Both hardware and software affect performance In hardware there is CPU speed, memory size, network speed, cache size, disk size and speed, etc. In software its in the basic algorithms, data layout, and various things that we can do in software to exploit the hardware. Think of the software goal as helping the hardware run more efficiently.

What can we do to improve performance? Buying faster and bigger machines should improve performance but this is not always practical From a software viewpoint we always need to examine the algorithmic complexity of the system. Some examples are: When sorting data it is important to pick an algorithm appropriate for the data items and keys (Sometimes insertion sort is the right choice) Avoid redoing complicated calculations multiple times. This is where you weigh the cost of storing an answer versus redoing the calculation Avoid unnecessary overhead such as maintaining extra pointers linked data structures. Note that this item can go against making a product extensible, maintainable, and easily debug-able. Are there other examples?

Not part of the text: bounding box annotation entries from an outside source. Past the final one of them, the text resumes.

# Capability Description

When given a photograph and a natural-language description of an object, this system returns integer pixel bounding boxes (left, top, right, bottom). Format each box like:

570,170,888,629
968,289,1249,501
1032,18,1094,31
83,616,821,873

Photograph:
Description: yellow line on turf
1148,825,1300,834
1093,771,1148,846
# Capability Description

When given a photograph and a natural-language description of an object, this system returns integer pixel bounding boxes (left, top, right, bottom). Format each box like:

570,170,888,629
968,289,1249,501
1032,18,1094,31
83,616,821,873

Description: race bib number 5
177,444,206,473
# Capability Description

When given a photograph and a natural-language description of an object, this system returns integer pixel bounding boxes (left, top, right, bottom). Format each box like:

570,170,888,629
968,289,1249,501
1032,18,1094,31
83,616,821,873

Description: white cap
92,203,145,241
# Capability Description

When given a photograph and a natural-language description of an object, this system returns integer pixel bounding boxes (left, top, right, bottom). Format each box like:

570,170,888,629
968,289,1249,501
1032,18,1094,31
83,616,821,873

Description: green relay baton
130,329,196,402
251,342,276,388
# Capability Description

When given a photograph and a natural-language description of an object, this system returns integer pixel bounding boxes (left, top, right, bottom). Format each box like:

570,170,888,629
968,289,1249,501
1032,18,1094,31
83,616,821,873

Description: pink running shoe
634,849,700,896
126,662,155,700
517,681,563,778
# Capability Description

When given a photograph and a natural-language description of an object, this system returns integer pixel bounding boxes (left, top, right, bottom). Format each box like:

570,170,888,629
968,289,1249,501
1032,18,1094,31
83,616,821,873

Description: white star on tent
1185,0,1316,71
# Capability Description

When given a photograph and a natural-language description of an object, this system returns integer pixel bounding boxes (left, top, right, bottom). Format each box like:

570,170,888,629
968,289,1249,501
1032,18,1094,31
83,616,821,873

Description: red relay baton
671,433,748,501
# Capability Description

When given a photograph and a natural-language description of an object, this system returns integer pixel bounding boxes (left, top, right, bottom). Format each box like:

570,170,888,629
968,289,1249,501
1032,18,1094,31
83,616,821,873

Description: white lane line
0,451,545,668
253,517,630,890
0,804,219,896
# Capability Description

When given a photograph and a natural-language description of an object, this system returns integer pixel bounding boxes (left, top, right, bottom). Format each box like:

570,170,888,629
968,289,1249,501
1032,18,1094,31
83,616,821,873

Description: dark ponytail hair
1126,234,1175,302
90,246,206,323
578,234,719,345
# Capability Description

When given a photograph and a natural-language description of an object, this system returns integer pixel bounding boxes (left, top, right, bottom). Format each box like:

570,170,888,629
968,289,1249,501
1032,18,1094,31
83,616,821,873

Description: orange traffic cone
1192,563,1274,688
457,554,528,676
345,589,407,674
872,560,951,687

More improvements Picking the right implementation language and constructs within the language also has an impact on performance. But beyond algorithmic complexity the single most important thing you can do to increase performance is properly layout your data structures. Grouping commonly accessed data item close together typically increases both hardware and software cache efficiency (i.e., a smaller working set). Note however, that this might go against the logically design of the system. Also on a MP system we have to worry about cache line tearing.

Still more areas for improvement Other software things to consider include: Function call overhead Process and thread switching overhead Kernel call overhead Disk and other I/O bottlenecks Lock contention, especially on MP systems

A sideways look at performance Percent of CPU usage and idle times are sometimes a measure of system efficiency. This metric is pretty much ignores speed and is more concerned with why the processor is idling. Resolving page faults and lock contention are two of the big bug-a-boos here.

Heap performance enhancements What are groups doing? Have you looked at lock contention? Have you looked at how often you’re going to need to call down to the OS? Have you looked at memory footprint and data structure layout?

Cross platform development By nature, does cross platform development go against achieving performance goals?